Dit waren de ingeschrevenen van de Merarietengeslachten, die Moses en Aäron hadden ingeschreven, zoals Jahweh het door Moses bevolen had.
Dat waren degenen van de geslachten van de Merarieten, die Mozes en Aäron hadden ingeschreven, volgens het bevel van Jahwe dat door Mozes was overgebracht.
Alle ingeschreven Levieten, die Moses en Aäron met de leiders van Israël naar hun geslachten en families hadden ingeschreven,
Het aantal levieten die Mozes en Aäron en de leiders van Israël volgens hun geslachten hadden ingeschreven,
van dertig jaar af tot vijftig jaar toe, en die geschikt waren voor het dienstwerk, en het vervoer van de openbaringstent,
allen van dertig tot vijftig jaar, het aantal van allen die in aanmerking kwamen om dienst te doen bij de tent van de samenkomst en voor het vervoer,
telden achtduizend vijfhonderd tachtig man.

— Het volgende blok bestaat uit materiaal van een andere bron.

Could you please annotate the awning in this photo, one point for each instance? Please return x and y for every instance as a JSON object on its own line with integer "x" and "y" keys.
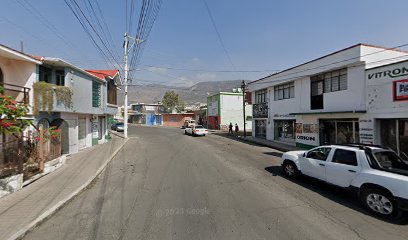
{"x": 316, "y": 113}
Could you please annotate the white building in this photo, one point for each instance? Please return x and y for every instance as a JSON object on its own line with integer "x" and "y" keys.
{"x": 93, "y": 100}
{"x": 386, "y": 121}
{"x": 318, "y": 102}
{"x": 224, "y": 108}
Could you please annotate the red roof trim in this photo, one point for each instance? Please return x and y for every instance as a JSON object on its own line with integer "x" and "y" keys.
{"x": 102, "y": 74}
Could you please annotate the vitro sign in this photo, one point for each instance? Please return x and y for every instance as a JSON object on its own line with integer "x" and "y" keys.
{"x": 396, "y": 72}
{"x": 400, "y": 89}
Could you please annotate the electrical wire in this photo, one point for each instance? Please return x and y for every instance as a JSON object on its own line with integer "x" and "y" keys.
{"x": 219, "y": 35}
{"x": 260, "y": 81}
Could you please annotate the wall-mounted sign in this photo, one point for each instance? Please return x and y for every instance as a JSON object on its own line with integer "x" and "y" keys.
{"x": 307, "y": 138}
{"x": 260, "y": 110}
{"x": 299, "y": 128}
{"x": 400, "y": 89}
{"x": 397, "y": 72}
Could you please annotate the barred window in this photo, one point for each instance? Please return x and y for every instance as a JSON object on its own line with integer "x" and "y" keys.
{"x": 260, "y": 96}
{"x": 284, "y": 91}
{"x": 96, "y": 94}
{"x": 333, "y": 81}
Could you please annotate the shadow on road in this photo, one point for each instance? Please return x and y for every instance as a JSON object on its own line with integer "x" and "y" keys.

bedroeg in totaal achtduizendvijfhonderdtachtig.
Zoals Jahweh het door Moses bevolen had, gaf men ieder zijn taak voor de dienst en het vervoer, en werden zij ingeschreven, zoals Jahweh het Moses bevolen had.
Op bevel van Jahwe werd onder leiding van Mozes aan ieder van hen zijn taak bij het vervoer aangewezen. Zij werden aangesteld zoals Jahwe het aan Mozes bevolen had.